Amplified DNA of the Novikoff hepatoma nucleolus is arranged in a 7.3-kilobase tandem repeat.

作者信息

Parker D L, Mroczka D L, Rothblum L I

出版信息

Biochemistry. 1985 Jul 16;24(15):4229-33. doi: 10.1021/bi00336a062.

Abstract

We have reported previously the cloning and characterization of a nucleolar-localized 5.8-kilobase (kb) EcoRI fragment that is approximately 50-fold more highly reiterated in Novikoff hepatoma tumor cells than in normal rat liver [Parker, D. L., Busch, H., & Rothblum, L. I. (1981) Biochemistry 20, 762]. In the present study, the arrangement of these 5.8-kb EcoRI segments within the Novikoff hepatoma genome was investigated. Through the use of "indirect" restriction site mapping, partial restriction enzyme digestions, and molecular cloning, we have determined that the 5.8-kb EcoRI fragment and a 1.5-kb EcoRI fragment together constitute a 7.3-kb unit.
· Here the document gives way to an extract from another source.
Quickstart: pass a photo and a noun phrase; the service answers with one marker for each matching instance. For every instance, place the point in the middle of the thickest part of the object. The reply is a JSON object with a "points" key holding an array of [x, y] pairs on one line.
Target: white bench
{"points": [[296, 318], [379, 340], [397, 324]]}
The 7.3-kb unit is present in the hepatoma genome as a tandem repeat and constitutes the unit of the DNA that has been amplified. Studies on the arrangement of homologous sequences in the normal rat genome indicate that the amplified DNA may have been derived by a rearrangement and amplification of the nontranscribed spacer of the ribosomal DNA (rDNA) repeat.

摘要

我们先前报道过一个定位于核仁的5.8千碱基(kb)EcoRI片段的克隆及特性分析,该片段在诺维科夫肝癌肿瘤细胞中的重复频率比正常大鼠肝脏中高约50倍[帕克,D. L.,布施,H.,& 罗斯布卢姆,L. I.(1981年)《生物化学》20,762]。在本研究中,对诺维科夫肝癌基因组中这些5.8 kb EcoRI片段的排列进行了研究。通过使用“间接”限制性酶切位点图谱、部分限制性内切酶消化和分子克隆,我们确定5.8 kb EcoRI片段和一个1.5 kb EcoRI片段共同构成一个7.3 kb的单元。7.3 kb单元以串联重复的形式存在于肝癌基因组中,并且构成了已扩增的DNA单元。对正常大鼠基因组中同源序列排列的研究表明,扩增的DNA可能是由核糖体DNA(rDNA)重复序列的非转录间隔区重排和扩增而来。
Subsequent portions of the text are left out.